The reality is that the Trump Administration’s 2019 biological opinions were the product of political interference in the scientific process, gutting then-existing environmental protections to produce permits that are a plan for extinction.  And in just the first three years of implementing these biological opinions, the water projects have already violated the terms of these permits (including exceeding the incidental take limits), requiring reinitiation of consultation as a matter of law.  Moreover, the agencies will have to develop new biological opinions because Longfin Smelt, a species that is threatened with extinction by unsustainable water diversions from the Delta, is finally being listed under the Endangered Species Act

But it’s also true that even these woefully inadequate biological opinions include some limits on the operations of the Central Valley Project and State Water Project in order to protect salmon and other fish and wildlife – which also benefit Native American Tribes, thousands of fishing jobs, and communities that depend on their health. Even with those limits on Delta pumping in place, according to an analysis by the Bay Institute, from January 1 to January 17 just more than half (51%) of the runoff from the storms were captured by dams and pumps throughout the Central Valley – about 4 million acre feet of water:

Credit:

The Bay Institute 2023

California has been capturing a lot of water from these storms, contrary to the flood of misinformation from certain water users and politicians.  Moreover, between January 18 and January 26, Delta pumping has not been limited by the biological opinions or any other environmental protections, and instead “Available Facility Capacity” is the only thing limiting CVP and SWP pumping. 

In general, strengthening environmental protections in the Delta beyond the woefully inadequate Trump biological opinions and the State’s 1995 water quality standards is necessary to protect fish and wildlife and comply with State law, and – as the Secretary of the Interior wrote in 2016, before the Trump Administration hijacked the process, and as the State Water Resources Control Board wrote in 2018 – on average is likely to result in reduced water supply from the Delta.  For more than a decade, the science has been clear that we need to reduce diversions from the Bay-Delta in average and drier years, leading the Legislature in 2009 to adopt State policy to reduce reliance on the Delta by investing in water recycling and other sustainable local and regional water projects (which are cost-effective and also generate other benefits, like good paying jobs developing these drought resilient water supplies). 

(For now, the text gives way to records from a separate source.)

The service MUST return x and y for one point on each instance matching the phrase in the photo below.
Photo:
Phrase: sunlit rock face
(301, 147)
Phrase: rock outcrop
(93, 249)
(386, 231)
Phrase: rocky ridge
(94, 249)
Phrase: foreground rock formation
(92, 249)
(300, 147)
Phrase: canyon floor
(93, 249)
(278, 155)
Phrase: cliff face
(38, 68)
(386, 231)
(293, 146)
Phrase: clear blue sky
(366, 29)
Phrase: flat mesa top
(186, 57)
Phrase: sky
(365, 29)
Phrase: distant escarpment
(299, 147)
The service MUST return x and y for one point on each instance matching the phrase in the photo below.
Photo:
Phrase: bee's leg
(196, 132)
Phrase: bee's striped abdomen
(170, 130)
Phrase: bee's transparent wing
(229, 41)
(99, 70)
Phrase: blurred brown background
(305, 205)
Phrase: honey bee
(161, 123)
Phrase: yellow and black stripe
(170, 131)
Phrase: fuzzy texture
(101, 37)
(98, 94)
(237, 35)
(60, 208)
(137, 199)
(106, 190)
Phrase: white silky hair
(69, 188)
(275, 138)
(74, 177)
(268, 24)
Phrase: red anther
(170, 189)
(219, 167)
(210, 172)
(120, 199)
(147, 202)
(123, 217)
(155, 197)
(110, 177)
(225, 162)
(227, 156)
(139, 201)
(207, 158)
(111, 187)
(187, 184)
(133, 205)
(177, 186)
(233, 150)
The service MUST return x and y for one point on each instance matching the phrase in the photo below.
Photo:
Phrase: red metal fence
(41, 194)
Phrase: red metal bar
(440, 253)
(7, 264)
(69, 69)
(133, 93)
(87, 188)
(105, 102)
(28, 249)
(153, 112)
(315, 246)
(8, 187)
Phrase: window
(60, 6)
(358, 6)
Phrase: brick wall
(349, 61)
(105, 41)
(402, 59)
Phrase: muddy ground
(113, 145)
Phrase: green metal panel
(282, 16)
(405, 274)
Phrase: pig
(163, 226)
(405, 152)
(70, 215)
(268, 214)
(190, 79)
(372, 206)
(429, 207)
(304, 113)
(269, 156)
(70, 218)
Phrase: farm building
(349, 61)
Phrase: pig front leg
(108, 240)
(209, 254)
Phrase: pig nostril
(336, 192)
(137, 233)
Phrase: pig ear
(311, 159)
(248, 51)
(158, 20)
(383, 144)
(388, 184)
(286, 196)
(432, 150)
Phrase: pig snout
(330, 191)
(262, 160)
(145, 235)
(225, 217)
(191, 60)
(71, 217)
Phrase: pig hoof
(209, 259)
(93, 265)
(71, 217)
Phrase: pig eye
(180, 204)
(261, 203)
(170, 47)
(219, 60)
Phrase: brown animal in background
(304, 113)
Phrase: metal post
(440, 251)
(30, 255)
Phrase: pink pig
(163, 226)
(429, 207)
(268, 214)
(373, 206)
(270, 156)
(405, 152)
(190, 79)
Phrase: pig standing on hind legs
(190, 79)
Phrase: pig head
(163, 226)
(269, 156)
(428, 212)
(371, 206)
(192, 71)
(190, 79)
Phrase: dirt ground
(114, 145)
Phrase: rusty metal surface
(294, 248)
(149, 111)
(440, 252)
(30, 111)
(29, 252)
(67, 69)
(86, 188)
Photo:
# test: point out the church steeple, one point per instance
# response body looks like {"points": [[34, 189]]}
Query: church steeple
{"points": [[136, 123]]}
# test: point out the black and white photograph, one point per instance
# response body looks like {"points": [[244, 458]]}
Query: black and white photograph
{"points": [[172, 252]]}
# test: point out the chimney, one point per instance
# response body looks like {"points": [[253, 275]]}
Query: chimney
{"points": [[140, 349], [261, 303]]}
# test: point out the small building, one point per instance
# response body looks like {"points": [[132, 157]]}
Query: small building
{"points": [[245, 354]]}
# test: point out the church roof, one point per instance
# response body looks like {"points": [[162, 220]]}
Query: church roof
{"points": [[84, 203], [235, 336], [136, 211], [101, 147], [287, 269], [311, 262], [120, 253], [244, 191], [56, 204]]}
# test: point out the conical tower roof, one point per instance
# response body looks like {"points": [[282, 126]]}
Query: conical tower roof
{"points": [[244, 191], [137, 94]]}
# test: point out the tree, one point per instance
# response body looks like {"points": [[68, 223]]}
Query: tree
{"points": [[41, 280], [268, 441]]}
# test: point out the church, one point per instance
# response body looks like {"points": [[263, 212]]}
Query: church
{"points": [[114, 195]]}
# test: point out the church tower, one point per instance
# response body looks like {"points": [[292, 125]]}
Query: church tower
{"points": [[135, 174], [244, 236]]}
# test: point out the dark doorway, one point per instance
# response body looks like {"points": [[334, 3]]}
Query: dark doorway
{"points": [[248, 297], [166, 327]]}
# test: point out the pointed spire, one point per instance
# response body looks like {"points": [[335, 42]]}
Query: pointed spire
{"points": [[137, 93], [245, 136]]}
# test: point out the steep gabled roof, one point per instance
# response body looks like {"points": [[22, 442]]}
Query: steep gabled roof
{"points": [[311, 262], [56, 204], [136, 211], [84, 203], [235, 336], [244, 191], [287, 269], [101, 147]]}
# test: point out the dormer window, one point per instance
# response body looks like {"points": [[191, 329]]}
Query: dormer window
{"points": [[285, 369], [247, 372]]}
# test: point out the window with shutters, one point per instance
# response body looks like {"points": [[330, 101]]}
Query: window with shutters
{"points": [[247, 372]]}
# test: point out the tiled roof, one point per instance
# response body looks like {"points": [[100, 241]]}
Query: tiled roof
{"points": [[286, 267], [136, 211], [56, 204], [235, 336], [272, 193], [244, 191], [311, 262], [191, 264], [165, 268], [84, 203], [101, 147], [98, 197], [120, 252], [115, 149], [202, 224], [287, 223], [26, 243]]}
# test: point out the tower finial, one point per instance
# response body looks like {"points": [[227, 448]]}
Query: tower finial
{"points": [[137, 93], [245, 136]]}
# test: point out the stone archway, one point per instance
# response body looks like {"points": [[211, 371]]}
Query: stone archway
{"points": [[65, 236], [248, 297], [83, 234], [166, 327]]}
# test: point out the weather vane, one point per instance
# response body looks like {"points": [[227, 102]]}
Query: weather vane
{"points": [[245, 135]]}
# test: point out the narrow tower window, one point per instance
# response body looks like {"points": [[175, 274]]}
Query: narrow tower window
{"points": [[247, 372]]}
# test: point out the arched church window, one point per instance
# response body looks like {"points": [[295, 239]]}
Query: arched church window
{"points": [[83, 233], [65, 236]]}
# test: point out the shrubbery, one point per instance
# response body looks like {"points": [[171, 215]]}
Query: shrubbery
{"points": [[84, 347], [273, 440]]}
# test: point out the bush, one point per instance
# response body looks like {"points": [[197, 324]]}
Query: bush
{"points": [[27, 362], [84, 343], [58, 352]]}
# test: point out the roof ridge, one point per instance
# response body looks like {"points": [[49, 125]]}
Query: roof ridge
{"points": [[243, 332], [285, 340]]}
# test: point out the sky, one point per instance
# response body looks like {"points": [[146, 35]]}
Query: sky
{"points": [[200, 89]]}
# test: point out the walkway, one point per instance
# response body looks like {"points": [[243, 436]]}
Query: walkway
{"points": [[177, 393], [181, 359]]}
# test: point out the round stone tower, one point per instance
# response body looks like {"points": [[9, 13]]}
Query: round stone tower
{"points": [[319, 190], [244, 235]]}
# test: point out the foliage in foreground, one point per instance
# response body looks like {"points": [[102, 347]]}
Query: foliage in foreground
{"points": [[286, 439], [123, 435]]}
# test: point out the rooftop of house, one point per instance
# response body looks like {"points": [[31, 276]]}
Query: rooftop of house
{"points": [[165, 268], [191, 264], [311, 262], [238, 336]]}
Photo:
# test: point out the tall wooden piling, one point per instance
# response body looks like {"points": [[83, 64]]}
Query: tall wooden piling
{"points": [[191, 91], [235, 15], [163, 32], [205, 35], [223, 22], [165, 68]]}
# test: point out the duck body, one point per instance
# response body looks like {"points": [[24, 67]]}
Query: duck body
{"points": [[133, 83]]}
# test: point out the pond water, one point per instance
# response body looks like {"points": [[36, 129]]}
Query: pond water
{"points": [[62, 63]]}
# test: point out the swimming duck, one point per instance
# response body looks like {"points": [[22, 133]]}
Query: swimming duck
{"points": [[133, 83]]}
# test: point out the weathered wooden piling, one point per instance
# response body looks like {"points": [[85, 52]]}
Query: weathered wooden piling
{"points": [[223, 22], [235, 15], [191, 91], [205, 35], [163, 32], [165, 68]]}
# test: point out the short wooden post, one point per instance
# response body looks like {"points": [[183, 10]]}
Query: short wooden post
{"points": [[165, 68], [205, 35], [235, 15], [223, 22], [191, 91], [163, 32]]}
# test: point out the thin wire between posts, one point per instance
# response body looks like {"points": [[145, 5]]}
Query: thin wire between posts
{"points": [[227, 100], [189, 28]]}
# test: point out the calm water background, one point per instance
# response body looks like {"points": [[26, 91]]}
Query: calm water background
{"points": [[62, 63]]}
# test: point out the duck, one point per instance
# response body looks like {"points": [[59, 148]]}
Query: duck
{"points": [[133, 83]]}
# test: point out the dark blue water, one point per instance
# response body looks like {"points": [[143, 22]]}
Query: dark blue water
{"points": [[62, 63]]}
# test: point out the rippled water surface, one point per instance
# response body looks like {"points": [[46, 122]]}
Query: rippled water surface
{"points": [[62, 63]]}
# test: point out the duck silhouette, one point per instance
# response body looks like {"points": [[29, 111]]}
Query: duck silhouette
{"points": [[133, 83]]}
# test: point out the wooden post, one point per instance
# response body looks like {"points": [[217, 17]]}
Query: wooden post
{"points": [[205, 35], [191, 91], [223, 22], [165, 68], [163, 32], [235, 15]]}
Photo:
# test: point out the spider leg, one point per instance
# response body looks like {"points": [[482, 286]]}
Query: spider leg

When the state and federal water projects violate regulatory requirements that protect the environment in order to divert more water using existing dams and infrastructure—and when their contractors and allies demand that the State and Feds violate these environmental rules, spreading misinformation—it destroys the trust that new water infrastructure would be responsibly operated in the future, delaying and undermining the process of permitting new infrastructure.  As I’ll discuss more in my next blog, that’s a pathway to gridlock that benefits no one except those who profit from the unsustainable status quo.